Neutrinos are the second most abundant known particle in the Universe but our understanding about them is still lacking many important neutrino properties. One of the most intriguing mysteries is their tiny mass, which is at least a million times lighter than an electron. A possible explanation for such a small value is the existence of new heavier particles known as heavy neutral leptons (HNLs for short), which are connected to the neutrinos like in a seesaw, making the neutrinos masses appear very light. The mass of the HNLs can take a large range of values, and therefore they must be sought in different experiments sensitive to different mass values.
The liquid argon (LAr) detector is a technology that has gained relevance because it has been selected for the future DUNE experiment that will investigate other mysteries such as if neutrinos and antineutrinos behave differently as they propagate, which could be connected to the dominance of matter over antimatter in our Universe. In this project we proposed to use SBND, a LAr detector located very close to the origin of the Booster Neutrino Beam at Fermilab, to search for HNLs and advance our expertise with this technology.

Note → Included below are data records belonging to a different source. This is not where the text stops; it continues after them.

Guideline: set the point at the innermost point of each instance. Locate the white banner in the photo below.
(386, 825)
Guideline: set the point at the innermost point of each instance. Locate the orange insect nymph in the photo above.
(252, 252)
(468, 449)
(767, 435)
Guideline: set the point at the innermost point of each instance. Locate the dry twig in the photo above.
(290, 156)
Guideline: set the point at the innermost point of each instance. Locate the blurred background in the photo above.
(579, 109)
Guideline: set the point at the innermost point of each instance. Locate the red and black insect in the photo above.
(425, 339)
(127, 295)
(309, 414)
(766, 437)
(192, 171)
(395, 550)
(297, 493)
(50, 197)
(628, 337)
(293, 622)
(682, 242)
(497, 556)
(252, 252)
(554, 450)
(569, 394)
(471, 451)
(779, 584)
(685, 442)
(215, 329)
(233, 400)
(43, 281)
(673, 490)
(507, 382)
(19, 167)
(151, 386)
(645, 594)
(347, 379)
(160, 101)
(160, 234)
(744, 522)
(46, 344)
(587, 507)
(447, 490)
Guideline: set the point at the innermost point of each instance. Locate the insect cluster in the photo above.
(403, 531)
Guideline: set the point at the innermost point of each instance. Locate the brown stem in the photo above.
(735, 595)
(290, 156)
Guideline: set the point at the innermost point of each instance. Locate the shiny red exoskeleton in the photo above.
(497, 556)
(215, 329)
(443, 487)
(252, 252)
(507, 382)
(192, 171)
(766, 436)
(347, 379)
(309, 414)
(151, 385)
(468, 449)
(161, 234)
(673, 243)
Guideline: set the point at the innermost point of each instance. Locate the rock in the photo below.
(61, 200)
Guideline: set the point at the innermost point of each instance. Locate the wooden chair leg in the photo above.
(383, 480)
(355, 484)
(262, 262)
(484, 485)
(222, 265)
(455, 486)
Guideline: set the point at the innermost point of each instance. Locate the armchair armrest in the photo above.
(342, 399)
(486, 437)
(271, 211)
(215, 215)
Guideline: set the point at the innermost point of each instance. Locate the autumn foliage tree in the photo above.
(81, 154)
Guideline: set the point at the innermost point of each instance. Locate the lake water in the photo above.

The overall objectives were 1) contribute to the data acquisition of the scintillating light produced in LAr when the particles excite it, 2) develop the simulation and analysis of this light which is used to reject fake signals that mimic the HNL signature, 3) develop the search for HNLs in SBND. Through this research program, the fellow was trained in LAr scintillation light in which the CIEMAT Neutrino Group is a reference, and the fellow was reintegrated in the European Union, becoming an independent researcher and bringing his previous expertise in LAr detectors and Beyond Standard Model physics to the host.